De toutes temps, l’Occident s’est plu à présenter – à tort – le terroriste comme “un fou”. On parlera par exemple “des fous d’Allah”. Au contraire, le terroriste est tout sauf fou. Il est même hyper-rationnel : il utilise sciemment la violence pour terroriser son adversaire et atteindre son objectif politique. Le 11 septembre n’était pas l’affaire de fous mais d’une poignée d’individus bien décidés – jusqu’au sacrifice suprême – à faire reculer l’Occident.

Les actes des derniers jours sont des actes de micro-terrorisme. C’est de la dissuasion du faible au fort. En Israël, des actes similaires sont commis. Cela fait des mois que le gouvernement redoutait ce moment.

Hier à Dijon, le terrorisme est né car il a frappé des populations civiles, avec une revendication politique. “Dieu est grand” et revendication sur la Palestine. J’appelle tous mes amis musulmans à ne pas se cacher derrière le petit doigt : ce n’est pas en minimisant qu’on règlera le problème, bien au contraire.

Rappelez-vous Mohammed Merah, présenté comme “un loup solitaire” : il s’est avéré que pour un solitaire, il était très bien préparé et informé.

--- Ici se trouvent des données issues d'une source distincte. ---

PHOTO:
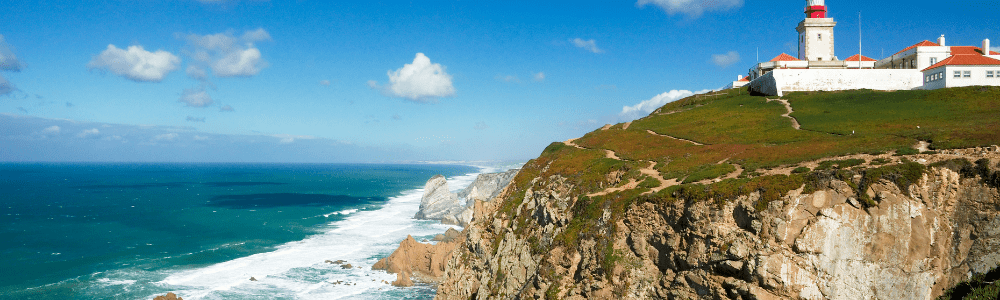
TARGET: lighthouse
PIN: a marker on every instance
(816, 33)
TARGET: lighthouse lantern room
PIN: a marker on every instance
(816, 33)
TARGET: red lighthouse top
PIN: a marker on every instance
(815, 9)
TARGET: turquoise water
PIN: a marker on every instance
(130, 231)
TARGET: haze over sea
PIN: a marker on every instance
(133, 231)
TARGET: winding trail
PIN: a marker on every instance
(652, 172)
(676, 138)
(572, 143)
(788, 106)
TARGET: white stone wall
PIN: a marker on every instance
(977, 76)
(779, 81)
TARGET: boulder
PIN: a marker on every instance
(168, 296)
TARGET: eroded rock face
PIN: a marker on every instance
(820, 245)
(424, 262)
(487, 186)
(438, 202)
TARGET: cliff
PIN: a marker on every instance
(814, 196)
(425, 262)
(438, 203)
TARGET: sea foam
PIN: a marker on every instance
(297, 270)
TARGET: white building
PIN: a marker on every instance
(925, 65)
(962, 70)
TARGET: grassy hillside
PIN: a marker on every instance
(719, 147)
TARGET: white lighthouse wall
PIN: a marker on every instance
(977, 76)
(780, 81)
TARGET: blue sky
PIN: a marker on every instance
(388, 81)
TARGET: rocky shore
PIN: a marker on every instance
(426, 262)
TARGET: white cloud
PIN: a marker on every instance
(589, 45)
(52, 130)
(692, 8)
(165, 137)
(88, 133)
(8, 61)
(725, 60)
(257, 35)
(197, 73)
(6, 87)
(508, 78)
(227, 55)
(196, 97)
(648, 106)
(420, 81)
(287, 138)
(135, 63)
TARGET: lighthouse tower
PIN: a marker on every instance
(816, 33)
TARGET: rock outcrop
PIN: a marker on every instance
(168, 296)
(487, 186)
(438, 201)
(424, 262)
(916, 242)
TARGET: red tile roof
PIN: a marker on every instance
(863, 58)
(784, 57)
(966, 60)
(925, 43)
(969, 50)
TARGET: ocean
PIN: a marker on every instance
(134, 231)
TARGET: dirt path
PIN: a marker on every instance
(676, 138)
(572, 143)
(652, 172)
(611, 154)
(788, 106)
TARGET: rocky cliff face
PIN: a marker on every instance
(487, 186)
(438, 201)
(425, 262)
(821, 244)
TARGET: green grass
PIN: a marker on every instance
(903, 175)
(839, 164)
(748, 131)
(950, 118)
(801, 170)
(710, 172)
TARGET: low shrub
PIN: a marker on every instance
(839, 164)
(903, 175)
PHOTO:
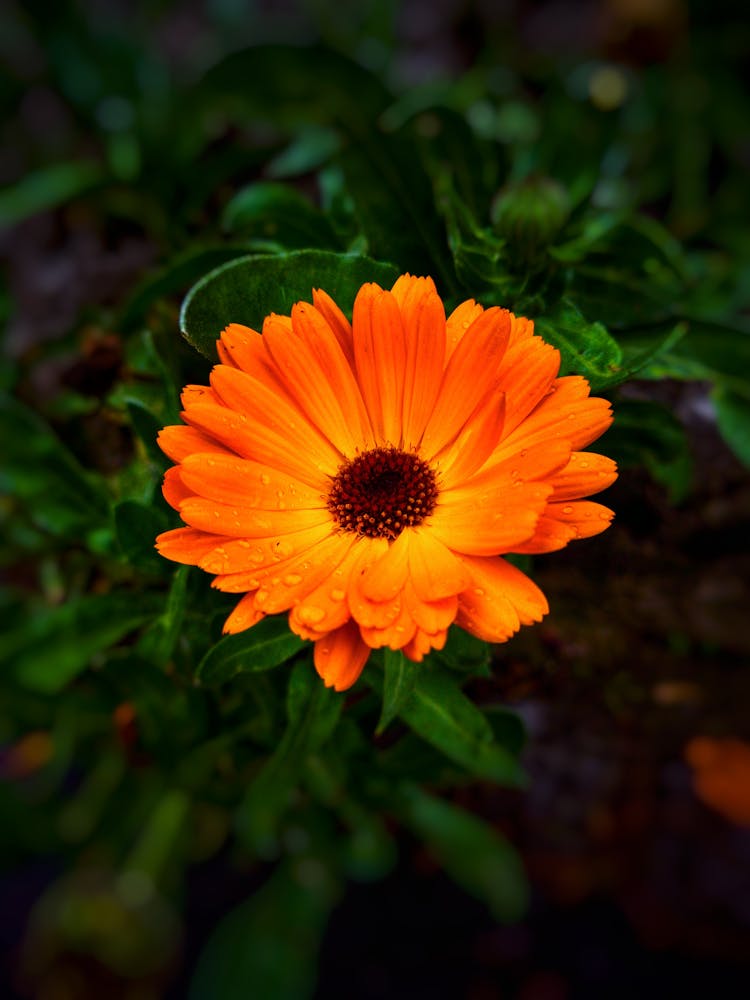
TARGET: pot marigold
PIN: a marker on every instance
(367, 477)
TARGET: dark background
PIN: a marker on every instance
(639, 888)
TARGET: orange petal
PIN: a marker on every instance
(252, 437)
(384, 579)
(423, 642)
(567, 411)
(244, 616)
(244, 555)
(434, 570)
(173, 488)
(262, 403)
(241, 482)
(475, 443)
(179, 441)
(334, 317)
(562, 522)
(197, 394)
(521, 329)
(459, 322)
(470, 375)
(584, 474)
(500, 600)
(340, 656)
(243, 522)
(380, 354)
(395, 633)
(424, 325)
(282, 588)
(335, 371)
(526, 375)
(368, 612)
(186, 545)
(330, 596)
(497, 527)
(539, 463)
(430, 616)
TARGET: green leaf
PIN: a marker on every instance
(58, 494)
(279, 213)
(268, 946)
(313, 711)
(136, 528)
(262, 647)
(733, 418)
(646, 434)
(47, 188)
(175, 279)
(586, 348)
(53, 646)
(247, 290)
(465, 653)
(441, 714)
(398, 685)
(475, 855)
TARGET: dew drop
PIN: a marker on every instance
(309, 614)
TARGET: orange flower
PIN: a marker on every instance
(366, 477)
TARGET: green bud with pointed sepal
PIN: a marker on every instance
(529, 214)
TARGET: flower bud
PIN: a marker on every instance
(529, 214)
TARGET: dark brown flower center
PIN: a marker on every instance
(381, 492)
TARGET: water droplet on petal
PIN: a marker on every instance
(309, 614)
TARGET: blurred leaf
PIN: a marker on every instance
(474, 854)
(398, 684)
(646, 434)
(733, 418)
(310, 149)
(394, 204)
(710, 351)
(507, 727)
(273, 82)
(247, 290)
(47, 188)
(586, 348)
(136, 527)
(54, 645)
(262, 647)
(441, 714)
(58, 494)
(280, 213)
(268, 946)
(465, 653)
(147, 427)
(313, 712)
(174, 279)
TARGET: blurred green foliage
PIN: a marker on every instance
(600, 194)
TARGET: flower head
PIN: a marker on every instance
(367, 477)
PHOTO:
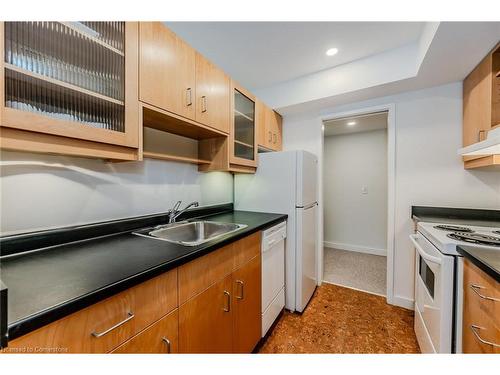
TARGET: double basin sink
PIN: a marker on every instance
(191, 233)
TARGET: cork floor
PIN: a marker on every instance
(342, 320)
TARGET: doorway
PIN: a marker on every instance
(356, 201)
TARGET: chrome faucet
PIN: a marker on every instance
(174, 212)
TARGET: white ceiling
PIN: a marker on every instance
(262, 54)
(364, 123)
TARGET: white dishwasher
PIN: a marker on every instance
(273, 274)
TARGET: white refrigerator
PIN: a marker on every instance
(286, 182)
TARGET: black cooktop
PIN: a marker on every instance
(475, 238)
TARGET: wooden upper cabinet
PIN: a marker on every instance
(269, 128)
(247, 301)
(275, 130)
(481, 107)
(212, 95)
(260, 122)
(167, 70)
(84, 88)
(205, 321)
(477, 97)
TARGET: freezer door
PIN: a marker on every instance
(307, 176)
(306, 278)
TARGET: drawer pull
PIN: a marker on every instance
(130, 317)
(474, 330)
(167, 343)
(475, 288)
(227, 306)
(241, 296)
(203, 104)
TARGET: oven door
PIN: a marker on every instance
(433, 296)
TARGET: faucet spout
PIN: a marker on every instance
(175, 212)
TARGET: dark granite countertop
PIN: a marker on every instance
(51, 283)
(458, 216)
(447, 220)
(487, 259)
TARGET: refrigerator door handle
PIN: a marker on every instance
(308, 206)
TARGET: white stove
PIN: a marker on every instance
(444, 236)
(439, 281)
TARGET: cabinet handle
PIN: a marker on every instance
(242, 285)
(475, 288)
(475, 330)
(227, 307)
(203, 104)
(97, 335)
(167, 344)
(189, 97)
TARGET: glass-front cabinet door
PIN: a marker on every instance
(71, 79)
(243, 134)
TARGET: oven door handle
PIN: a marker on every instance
(423, 254)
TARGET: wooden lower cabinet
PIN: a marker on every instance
(205, 321)
(247, 322)
(105, 325)
(160, 337)
(481, 315)
(209, 305)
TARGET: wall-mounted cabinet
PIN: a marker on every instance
(102, 89)
(175, 78)
(238, 152)
(166, 70)
(70, 87)
(481, 107)
(269, 128)
(243, 141)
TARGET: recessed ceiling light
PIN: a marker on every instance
(331, 51)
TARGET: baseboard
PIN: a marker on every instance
(356, 248)
(403, 302)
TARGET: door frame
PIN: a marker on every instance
(391, 184)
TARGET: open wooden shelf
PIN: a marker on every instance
(62, 84)
(182, 159)
(159, 119)
(240, 114)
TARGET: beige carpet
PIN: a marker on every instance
(356, 270)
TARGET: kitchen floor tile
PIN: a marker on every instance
(342, 320)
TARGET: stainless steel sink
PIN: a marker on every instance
(191, 233)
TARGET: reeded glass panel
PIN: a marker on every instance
(244, 126)
(73, 71)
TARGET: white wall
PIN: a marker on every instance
(353, 219)
(428, 126)
(41, 191)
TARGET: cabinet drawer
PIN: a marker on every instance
(481, 320)
(477, 284)
(103, 326)
(246, 249)
(160, 337)
(201, 273)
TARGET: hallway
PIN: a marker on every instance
(342, 320)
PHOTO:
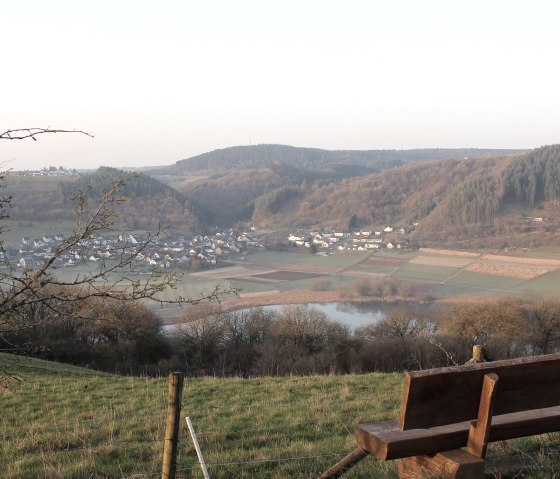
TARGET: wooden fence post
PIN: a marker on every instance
(174, 396)
(478, 355)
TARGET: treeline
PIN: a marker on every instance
(150, 204)
(263, 156)
(535, 177)
(127, 338)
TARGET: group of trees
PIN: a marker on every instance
(301, 340)
(128, 338)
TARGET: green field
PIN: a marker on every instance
(68, 422)
(342, 260)
(427, 273)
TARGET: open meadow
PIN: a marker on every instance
(61, 421)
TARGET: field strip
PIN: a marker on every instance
(507, 270)
(449, 252)
(450, 262)
(258, 294)
(528, 261)
(231, 272)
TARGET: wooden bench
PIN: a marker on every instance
(449, 415)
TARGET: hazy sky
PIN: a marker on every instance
(158, 81)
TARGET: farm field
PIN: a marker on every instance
(64, 421)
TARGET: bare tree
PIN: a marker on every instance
(26, 133)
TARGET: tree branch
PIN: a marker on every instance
(26, 133)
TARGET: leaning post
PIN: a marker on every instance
(174, 396)
(478, 355)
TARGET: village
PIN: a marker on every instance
(324, 243)
(167, 252)
(194, 253)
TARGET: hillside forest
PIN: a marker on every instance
(467, 198)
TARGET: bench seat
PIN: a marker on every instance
(386, 440)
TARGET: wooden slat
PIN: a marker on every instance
(480, 430)
(442, 396)
(386, 441)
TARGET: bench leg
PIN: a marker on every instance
(456, 464)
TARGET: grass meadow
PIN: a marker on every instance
(61, 421)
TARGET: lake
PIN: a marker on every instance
(359, 314)
(353, 315)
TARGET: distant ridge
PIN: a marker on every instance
(262, 156)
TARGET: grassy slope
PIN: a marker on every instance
(62, 421)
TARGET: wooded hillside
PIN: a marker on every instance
(149, 204)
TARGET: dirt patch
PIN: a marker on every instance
(435, 261)
(507, 270)
(555, 263)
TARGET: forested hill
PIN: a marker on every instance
(150, 203)
(497, 200)
(262, 156)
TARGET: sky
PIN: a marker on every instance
(159, 81)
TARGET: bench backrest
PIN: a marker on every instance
(436, 397)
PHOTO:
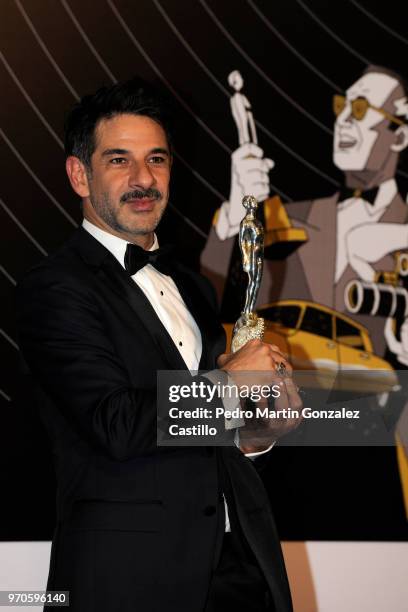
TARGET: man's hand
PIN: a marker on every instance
(254, 365)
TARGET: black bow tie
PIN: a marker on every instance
(369, 195)
(136, 258)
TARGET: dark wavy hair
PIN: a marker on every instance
(135, 96)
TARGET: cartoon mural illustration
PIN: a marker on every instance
(354, 244)
(350, 234)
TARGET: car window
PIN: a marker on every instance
(287, 316)
(317, 322)
(349, 334)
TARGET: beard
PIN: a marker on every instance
(128, 224)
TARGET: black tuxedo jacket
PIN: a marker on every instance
(137, 524)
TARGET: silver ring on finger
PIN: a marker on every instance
(280, 369)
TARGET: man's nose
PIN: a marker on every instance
(141, 175)
(345, 116)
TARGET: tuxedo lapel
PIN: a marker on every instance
(123, 284)
(200, 309)
(111, 273)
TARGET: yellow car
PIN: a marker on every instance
(330, 346)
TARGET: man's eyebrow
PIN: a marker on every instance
(160, 150)
(115, 152)
(108, 152)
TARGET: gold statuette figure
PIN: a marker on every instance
(251, 243)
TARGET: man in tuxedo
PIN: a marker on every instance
(141, 527)
(352, 233)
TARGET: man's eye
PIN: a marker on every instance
(157, 159)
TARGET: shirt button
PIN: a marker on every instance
(209, 510)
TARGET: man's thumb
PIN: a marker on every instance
(222, 359)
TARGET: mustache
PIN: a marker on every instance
(138, 194)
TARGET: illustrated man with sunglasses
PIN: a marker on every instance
(370, 132)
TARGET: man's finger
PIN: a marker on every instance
(294, 399)
(248, 149)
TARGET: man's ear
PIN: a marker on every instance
(77, 176)
(401, 139)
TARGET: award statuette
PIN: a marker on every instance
(251, 244)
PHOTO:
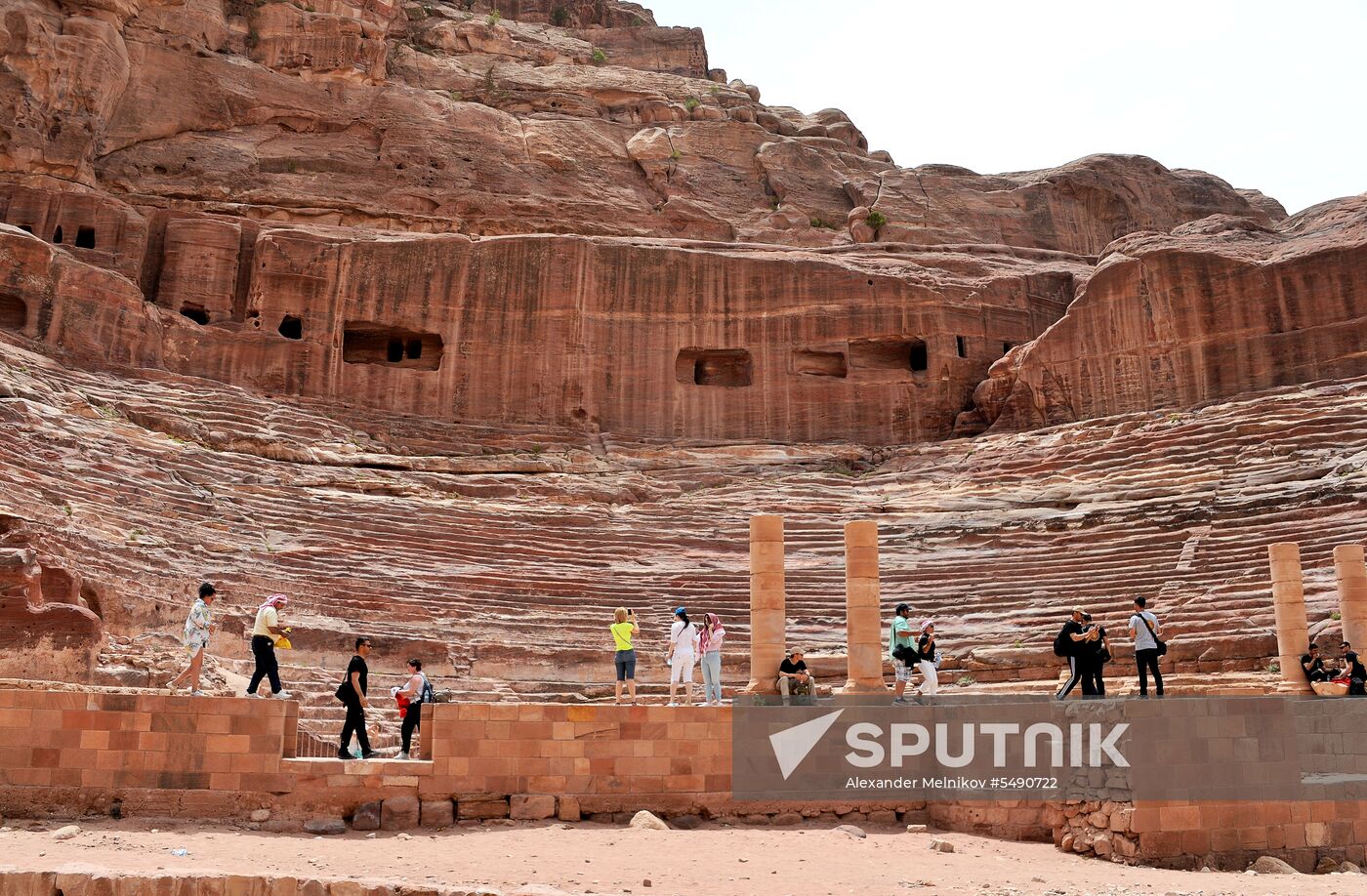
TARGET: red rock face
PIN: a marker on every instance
(1207, 311)
(413, 308)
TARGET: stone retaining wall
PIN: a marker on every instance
(65, 753)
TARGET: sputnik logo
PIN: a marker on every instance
(792, 745)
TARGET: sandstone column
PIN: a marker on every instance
(863, 628)
(1352, 593)
(1289, 609)
(768, 616)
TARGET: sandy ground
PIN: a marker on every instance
(588, 858)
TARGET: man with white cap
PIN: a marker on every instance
(264, 634)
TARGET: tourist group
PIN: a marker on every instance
(911, 646)
(267, 635)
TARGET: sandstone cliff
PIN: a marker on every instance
(1213, 308)
(443, 317)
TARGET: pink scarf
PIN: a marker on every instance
(711, 623)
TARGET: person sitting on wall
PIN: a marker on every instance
(1314, 664)
(1344, 649)
(793, 677)
(1356, 674)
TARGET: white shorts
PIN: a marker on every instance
(681, 669)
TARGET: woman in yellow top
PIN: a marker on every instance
(624, 629)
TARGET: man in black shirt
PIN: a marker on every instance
(1075, 639)
(1314, 666)
(352, 693)
(1094, 657)
(1356, 674)
(793, 677)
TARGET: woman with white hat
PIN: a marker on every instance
(926, 648)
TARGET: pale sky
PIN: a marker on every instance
(1270, 96)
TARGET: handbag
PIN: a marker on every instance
(1158, 642)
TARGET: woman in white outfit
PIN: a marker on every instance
(681, 655)
(926, 646)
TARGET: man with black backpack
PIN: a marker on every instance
(901, 648)
(1072, 641)
(1148, 646)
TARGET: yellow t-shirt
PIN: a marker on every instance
(266, 616)
(622, 635)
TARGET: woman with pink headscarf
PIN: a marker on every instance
(263, 646)
(710, 645)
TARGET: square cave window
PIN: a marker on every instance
(891, 354)
(14, 311)
(392, 347)
(715, 366)
(819, 363)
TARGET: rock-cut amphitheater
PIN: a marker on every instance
(465, 325)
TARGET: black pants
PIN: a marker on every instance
(354, 724)
(1093, 676)
(413, 718)
(263, 649)
(1077, 671)
(1147, 660)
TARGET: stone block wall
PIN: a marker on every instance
(84, 752)
(68, 753)
(1221, 835)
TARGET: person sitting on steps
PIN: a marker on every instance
(793, 677)
(1314, 666)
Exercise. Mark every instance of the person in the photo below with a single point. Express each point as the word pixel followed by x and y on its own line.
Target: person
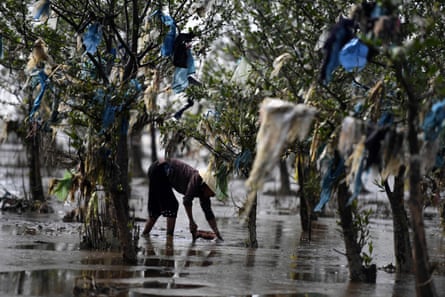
pixel 173 174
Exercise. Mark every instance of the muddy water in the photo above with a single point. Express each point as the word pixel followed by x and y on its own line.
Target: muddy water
pixel 40 256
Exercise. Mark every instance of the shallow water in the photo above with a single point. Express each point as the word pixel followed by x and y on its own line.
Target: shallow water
pixel 40 257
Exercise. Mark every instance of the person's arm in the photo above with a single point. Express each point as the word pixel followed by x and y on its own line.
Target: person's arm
pixel 210 217
pixel 192 225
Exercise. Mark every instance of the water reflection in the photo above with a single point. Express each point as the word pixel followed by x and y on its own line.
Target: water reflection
pixel 283 265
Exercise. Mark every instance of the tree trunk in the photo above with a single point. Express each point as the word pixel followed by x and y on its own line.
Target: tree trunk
pixel 35 177
pixel 305 206
pixel 424 282
pixel 251 241
pixel 402 245
pixel 32 143
pixel 120 193
pixel 154 151
pixel 284 178
pixel 356 270
pixel 136 146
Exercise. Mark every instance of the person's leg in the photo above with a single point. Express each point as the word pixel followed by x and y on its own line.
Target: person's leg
pixel 151 221
pixel 171 222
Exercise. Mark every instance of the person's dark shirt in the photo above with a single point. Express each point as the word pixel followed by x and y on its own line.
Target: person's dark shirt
pixel 186 180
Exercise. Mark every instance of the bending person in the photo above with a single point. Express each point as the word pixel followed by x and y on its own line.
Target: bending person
pixel 169 174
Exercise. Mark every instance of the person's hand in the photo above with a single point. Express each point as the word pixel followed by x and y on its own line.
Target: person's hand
pixel 193 227
pixel 218 235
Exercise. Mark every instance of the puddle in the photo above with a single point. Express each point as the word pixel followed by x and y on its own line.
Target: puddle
pixel 40 256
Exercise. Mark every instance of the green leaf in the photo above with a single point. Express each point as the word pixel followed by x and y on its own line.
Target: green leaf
pixel 63 186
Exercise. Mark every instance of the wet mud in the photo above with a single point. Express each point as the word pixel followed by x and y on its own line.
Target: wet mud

Rappelez-vous ces jeunes partis faire le djihad. Les chaînes d’information se sont évertuées à expliquer leur geste par des motivations psychologiques (absence du père, pauvreté, troubles médicaux…) jusqu’à ce que l’on s’aperçoive que l’un d’eux était un de ces fameux “Français de souche” élevé dans une famille sans histoire et sans antécédents de délinquance.

En URSS, lorsque vous pensiez différemment, on vous envoyait à l’asile car vous étiez présenté comme un déséquilibré. Les actes des derniers jours ont peut être été commis par des fous, mais des fous se réclamant très clairement d’une motivation politique éminemment rationnelle.

Voilà pourquoi, la facilité est de hausser les épaules, soupirer qu’il y a plus de fous cette année que l’an dernier, et pointer un doigt accusateur contre quiconque oserait faire le lien avec l’islam radical, le terrorisme, ou un mouvement coordonné. Vade retro amalgame et exagération.